Pour son premier long métrage, Les Jeux des nuages et de la pluie, le cinéaste d’origine brestoise, Benjamin de Lajarte, se démarque du genre par son ambition dans le récit et la mise en scène. Néanmoins, à l’exception de quelques coups d’éclat, le résultat escompté n’est guère convaincant.
Synopsis : Au cœur d’une météo mouvementée, un détective américain, un cadre chinois, une serveuse, un couple de magiciens et une femme chinoise énigmatique vont devenir les héros d’une histoire singulière et mouvementée. Tous vont jouer leurs destins en l’espace de 24 heures…
« Ce film se situe un peu à contre-courant des habitudes ancrées depuis cinquante ans. Dans le cinéma classique, le héros vit une espèce de quête, avec un début et une fin, dans laquelle il faut rendre sa normalité au monde. Et dans le cinéma moderne, issu de la nouvelle vague, le projet du héros est une errance dans un monde qui n’a plus rien à apporter. Moi je voulais que les personnages aient un trajet sans que l’histoire soit signifiante. ». Bien en amont, Benjamin de Lajarte encadre son projet dans la volonté de procéder différemment. Son court-métrage, Son nom, introduisait dans le récit cette appétence pour la superposition de plusieurs couches de langage afin de séduire les investisseurs pour la réalisation d’un long métrage qui viendra quatre ans plus tard. Dans Les Jeux des nuages et de la pluie, le cinéaste se dote d’un casting international, polyglotte et singulier avec notamment la présence de Simon Yam, muse de Johnnie To et affichant près de 500 films à son actif. Pour sa première fois dans un film européen, il signe ici une prestation plus qu’honorable au côté d’Audrey Hana (Welcome, Tellement proches) tout comme le musicien français Alain Chamfort pour ses premiers pas cinématographiques.
Avec ce parcours aux destins croisés de ces six hommes et femmes de nationalités et d’horizons différents, l’attente était à la hauteur de l’ambition. Malheureusement, on constate qu’on est bien loin de la grande claque prise par Simon Yam dans la première scène du film. Après une brève présentation des tenants et aboutissants en quête ou panne d’amour, on se rend compte que cela sonne rapidement faux et creux. Ce n’est pas le jeu des acteurs qui est en cause, mais sa direction et plus globalement l’atmosphère où les personnages sont enfermés qui déteint et déséquilibre toute la force qu’aurait pu prendre le récit. Ce dernier, polyphonique, apparaît au contraire en décalage musical avec ce qu’il essaie d’instaurer.
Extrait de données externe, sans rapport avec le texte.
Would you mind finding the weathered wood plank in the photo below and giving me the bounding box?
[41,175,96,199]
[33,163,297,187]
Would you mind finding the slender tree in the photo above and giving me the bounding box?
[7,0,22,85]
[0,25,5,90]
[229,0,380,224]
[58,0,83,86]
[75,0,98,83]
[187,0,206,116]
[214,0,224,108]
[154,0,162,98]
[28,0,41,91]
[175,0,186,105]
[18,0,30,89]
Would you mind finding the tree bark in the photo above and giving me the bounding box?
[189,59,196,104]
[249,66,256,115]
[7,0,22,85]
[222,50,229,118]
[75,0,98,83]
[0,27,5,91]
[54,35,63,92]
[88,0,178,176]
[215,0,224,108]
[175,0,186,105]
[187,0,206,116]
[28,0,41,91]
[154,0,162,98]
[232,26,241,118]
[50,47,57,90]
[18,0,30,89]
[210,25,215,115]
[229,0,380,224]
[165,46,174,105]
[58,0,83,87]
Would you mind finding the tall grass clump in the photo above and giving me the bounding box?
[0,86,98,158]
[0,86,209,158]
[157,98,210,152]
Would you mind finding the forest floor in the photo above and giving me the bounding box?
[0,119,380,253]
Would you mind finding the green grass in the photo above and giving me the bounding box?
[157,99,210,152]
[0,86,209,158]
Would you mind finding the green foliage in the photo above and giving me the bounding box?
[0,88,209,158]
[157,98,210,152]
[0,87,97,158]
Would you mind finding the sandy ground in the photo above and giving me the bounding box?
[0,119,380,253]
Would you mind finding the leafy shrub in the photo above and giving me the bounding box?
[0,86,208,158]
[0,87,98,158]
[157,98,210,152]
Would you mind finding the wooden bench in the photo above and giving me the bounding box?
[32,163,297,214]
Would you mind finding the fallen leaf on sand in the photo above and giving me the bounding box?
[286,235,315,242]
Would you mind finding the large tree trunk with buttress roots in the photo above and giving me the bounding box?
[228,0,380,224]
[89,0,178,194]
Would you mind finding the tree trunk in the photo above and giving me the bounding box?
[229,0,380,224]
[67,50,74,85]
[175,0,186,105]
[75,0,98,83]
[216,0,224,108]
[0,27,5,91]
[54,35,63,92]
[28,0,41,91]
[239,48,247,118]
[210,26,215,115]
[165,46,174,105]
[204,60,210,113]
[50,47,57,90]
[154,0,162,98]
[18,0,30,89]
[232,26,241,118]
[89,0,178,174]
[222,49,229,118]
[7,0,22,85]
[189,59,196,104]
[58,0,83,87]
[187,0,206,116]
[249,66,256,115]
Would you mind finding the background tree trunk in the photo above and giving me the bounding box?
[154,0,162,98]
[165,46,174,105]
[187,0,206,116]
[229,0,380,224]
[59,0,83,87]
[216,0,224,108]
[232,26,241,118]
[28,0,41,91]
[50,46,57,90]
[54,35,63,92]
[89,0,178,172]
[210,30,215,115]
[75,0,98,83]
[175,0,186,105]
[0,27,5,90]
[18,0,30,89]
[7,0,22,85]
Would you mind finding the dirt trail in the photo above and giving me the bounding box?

Le spectateur est alors relégué… à un rôle de spectateur, le distanciant petit à petit des sorts des duos de personnages qui se font et se défont par extrémité sociale (le riche diplomate chinois avec la serveuse française en déficit affectif et matériel, la femme du diplomate chinois avec un détective privé américain, etc.).
Rarement touché par un scénario aux multiples artifices, on assiste avec indifférence pendant près d’une heure à ces confessions intimes, sincères mais maladroites dans leur expression dont la chapitrisation n’allège en rien la conception maniériste. Les bonnes idées sont là, mais la mise en scène les surchage. En témoigne cette longue scène en face à face par téléphone interposé entre Li Qin et le détective privé américain, dans laquelle un traducteur rajoute encore une couche de langage qui rallonge considérablement l’échange qui s’essouffle et épuise en même temps pour, paradoxalement, s’illuminer quand les couches de traductions disparaissent. Ces réconforts et fulgurances sont bien trop rares au milieu du noyau principal platonique que constitue la forme du récit presque expérimental, juqu’à son titre mystérieux voire pompeux. Benjamin de Lajarte essaie vainement de maîtriser un récit qu’il aurait souhaité hypnotique.
Julien Thialon.
Les Jeux des nuages et de la pluie est disponible en DVD chez Blaq Out depuis le 20 août.